フォルクスワーゲンは、自動運転車のソフトウェアプラットフォームを開発しており、70億ドル以上となる企業価値評価を持つArgo AIにフォードと共同で出資をしている。この提携により、両社は、Argo AIの「Self-Driving-System」(SDS =自動運転システム)をそれぞれの車両に合わせながら搭載ができると共に、これまでにない世界的な規模によるスケールメリットの恩恵を受けられる。
フォードとフォルクスワーゲンが提携を拡大することで、Argo AIの自動運転システム(SDS)は、ヨーロッパと米国で商業展開される最初の自動運転システムとなる。両社の世界的なネットワークを活用することにより、このプラットフォームは、これまでに開発された自動運転技術の中でも、最大規模で世界の各市場に展開できる可能性を秘めている。フォルクスワーゲンとフォードは、両社による人やモノの移動に対する差別化された取り組みを推進するため、Argo AIのSDSを、それぞれのブランドの車両に独立して搭載することを予定している。

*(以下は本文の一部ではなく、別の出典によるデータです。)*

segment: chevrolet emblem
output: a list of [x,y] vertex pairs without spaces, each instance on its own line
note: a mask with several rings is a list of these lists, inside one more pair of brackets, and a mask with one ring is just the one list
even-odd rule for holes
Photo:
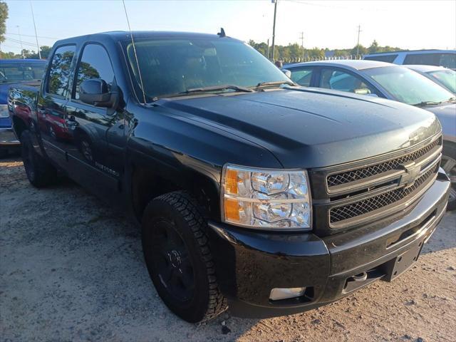
[[415,184],[415,181],[421,171],[421,167],[417,166],[415,162],[410,162],[407,164],[401,164],[400,168],[405,172],[401,175],[399,185],[405,185],[404,189],[407,189]]

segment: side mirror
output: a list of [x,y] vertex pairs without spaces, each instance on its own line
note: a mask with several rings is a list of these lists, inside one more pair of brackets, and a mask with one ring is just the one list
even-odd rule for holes
[[79,99],[96,107],[112,107],[115,103],[115,95],[109,91],[108,83],[99,78],[86,80],[79,85]]
[[291,71],[290,71],[289,70],[282,69],[282,73],[286,75],[286,77],[288,77],[289,78],[291,78]]
[[373,97],[373,98],[378,98],[378,95],[377,94],[375,94],[375,93],[370,93],[366,94],[366,95],[367,95],[368,96]]

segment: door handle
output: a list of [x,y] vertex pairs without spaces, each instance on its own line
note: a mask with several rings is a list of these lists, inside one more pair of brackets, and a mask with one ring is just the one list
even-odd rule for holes
[[78,125],[79,125],[79,123],[78,123],[78,121],[76,121],[74,115],[70,115],[69,117],[68,117],[65,120],[65,123],[70,126],[77,126]]

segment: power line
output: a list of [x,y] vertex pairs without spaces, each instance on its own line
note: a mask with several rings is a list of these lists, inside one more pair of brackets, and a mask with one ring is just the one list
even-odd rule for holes
[[[6,34],[6,35],[19,36],[17,33],[9,33],[9,32],[8,32],[8,33],[5,33],[5,34]],[[31,34],[21,34],[21,36],[24,36],[24,37],[33,37],[33,38],[35,37],[35,36],[34,36],[34,35],[31,35]],[[57,37],[46,37],[46,36],[38,36],[38,38],[44,38],[44,39],[57,39],[57,40],[58,40],[58,39],[61,39],[61,38],[57,38]]]

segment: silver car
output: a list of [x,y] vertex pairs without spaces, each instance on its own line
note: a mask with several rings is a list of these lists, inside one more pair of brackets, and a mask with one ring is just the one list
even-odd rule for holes
[[452,182],[449,209],[456,208],[456,97],[403,66],[366,60],[321,61],[286,66],[290,78],[307,87],[348,91],[395,100],[426,109],[443,131],[442,167]]

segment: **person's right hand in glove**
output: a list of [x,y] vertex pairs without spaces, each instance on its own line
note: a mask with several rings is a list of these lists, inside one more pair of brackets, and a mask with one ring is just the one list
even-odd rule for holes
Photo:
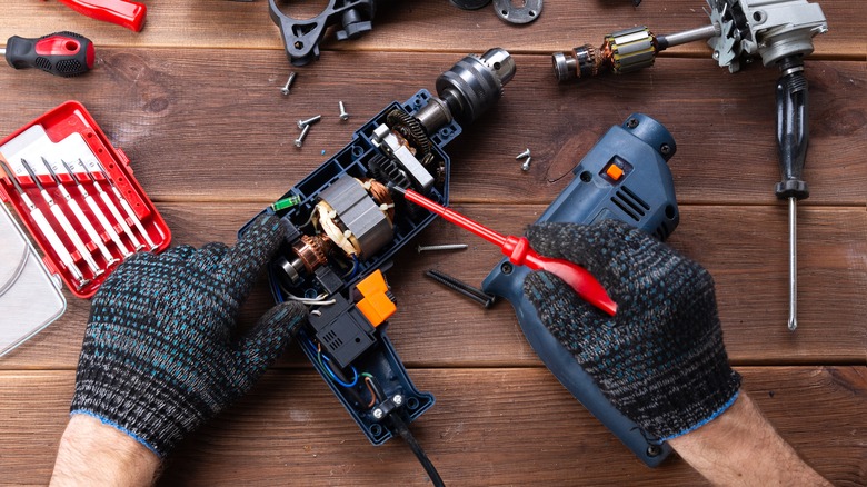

Argo AIのSDSは、大都市におけるライドシェアリングや配達サービスに利用することができる、SAEレベル4の自動運転システムを開発することに焦点を当てている。
フォードとフォルクスワーゲンは、Argo AI株を均等に所有する。両社の株式を合計すると、Argo AI株の過半数を所有することになり、残りの株式は、Argo AI従業員のインセンティブ用にプールされる。全ての取引は、関連する行政当局の承認を得た上で、契約条項に従って実施される。
フォードは、フォルクスワーゲンによる電気自動車専用のMEB (エレクトリックツールキット)を使用して、少なくとも1モデルの量産電気自動車の設計・製造を行い、2023年からヨーロッパで発売する予定。フォルクスワーゲンのスケールメリットを活用しながら、車両ラインナップを効率的に拡充する。
なお、フォルクスワーゲンとフォードの世界規模での提携は、両社間で株式の持ち合いを伴わないもので、両社にとっては、年間を通じて経営の効率性の向上が期待される。